Making Progress: primary education in India

primary education in IndiaIt is well known that India is a country where a high percentage of the population lives in poverty, and this factor influences different areas of human development. Particularly, the quality of teaching and access to primary education has suffered, both of which are fundamental for the country’s economic and social development. However, India has made significant progress in this area in recent times, giving more children an opportunity for a brighter future.

Advancing Primary Education in India

Education is a fundamental right for children, and according to UNICEF, the period between 0 and 8 years represents the period of greatest development. In terms of education access and quality, India has made significant progress in recent years. According to enrollment data, it is estimated that eight out of 10 children aged 3 to 6 years are in an Early Childhood Care and Education (ECCE) program, with the state of Karnataka having the highest percentage (86.6%). This is mainly due to the implementation of laws made by the Indian government to strengthen the education system. These laws are the National Early Childhood Care and Education Policy (ECCE) (2013) and the Children’s Rights to Free and Education Obligation (RTE) (2009), which entered into law on April 1, 2010.

Among the strategies used to improve the primary education system is the participation of UNICEF in India. This project aims to achieve three main areas of focus in educational development in the country. First, improving early childhood education by increasing enrollments. Second, a reduction in out-of-school children in nine high-concentration states. Finally, building on teaching and education quality by improving learning environments in selected states. In view of this, UNICEF’s work is centered on strengthening early childhood education systems, in order to achieve inclusive and equitable development for all children aged 3 to 6 years, as well as SDG 4, Goal 4.2.

Primary Education in India as a Basic Right

Taking into account the laws and policies on early childhood education made by the government and strengthened by UNICEF, the right to education is being recognized and prioritized.

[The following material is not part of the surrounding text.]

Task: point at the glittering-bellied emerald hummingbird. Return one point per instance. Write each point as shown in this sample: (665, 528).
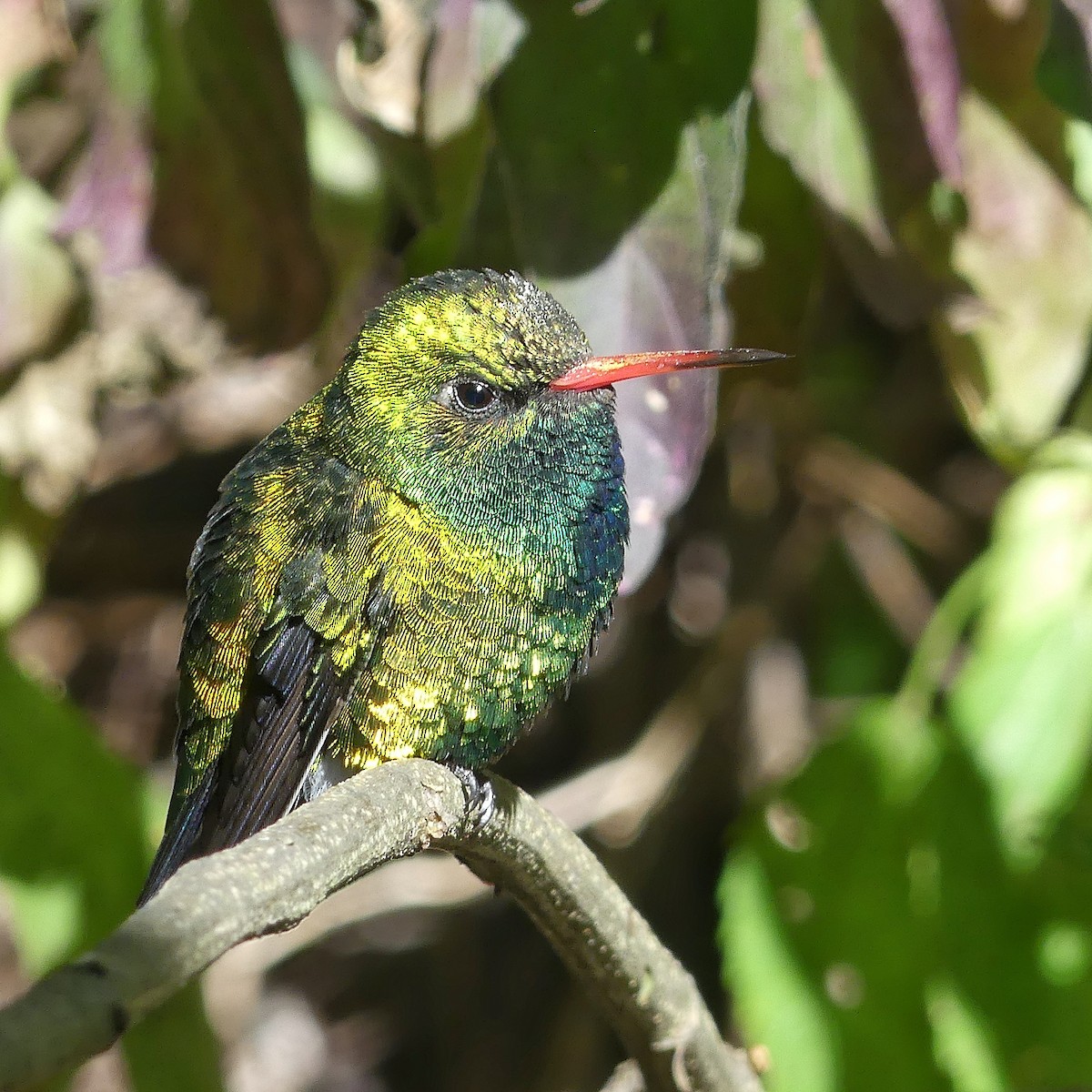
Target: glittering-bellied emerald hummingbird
(412, 565)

In addition, this advancement is influencing other areas of children’s rights, such as gender equality, protection and care and access to information. According to the Convention on the Rights of the Child, which was adopted by the General Assembly of the United Nations (UNGA) on November 20, 1989 and enforced in September 1990, articles 28 and 29 (access to education and education) affirm and declare that every child has the right to education, primary education should be free and that access to education should teach them to understand their own rights and to respect other people’s rights, cultures and differences. 

It is not only UNICEF but also other organizations in India that work and defend to promote these rights, such as Humanium and Smile Foundation India.

Looking Forward

India is currently the most populous country in the world (with around 1.425 billion people) and this contributes significantly to global human development. Indeed, India is home to almost one-sixth of the world’s population and children make up 25.69% of society. Investments in primary education in India help prevent child marriage, reduce poverty and improve the well-being of families and communities across the country.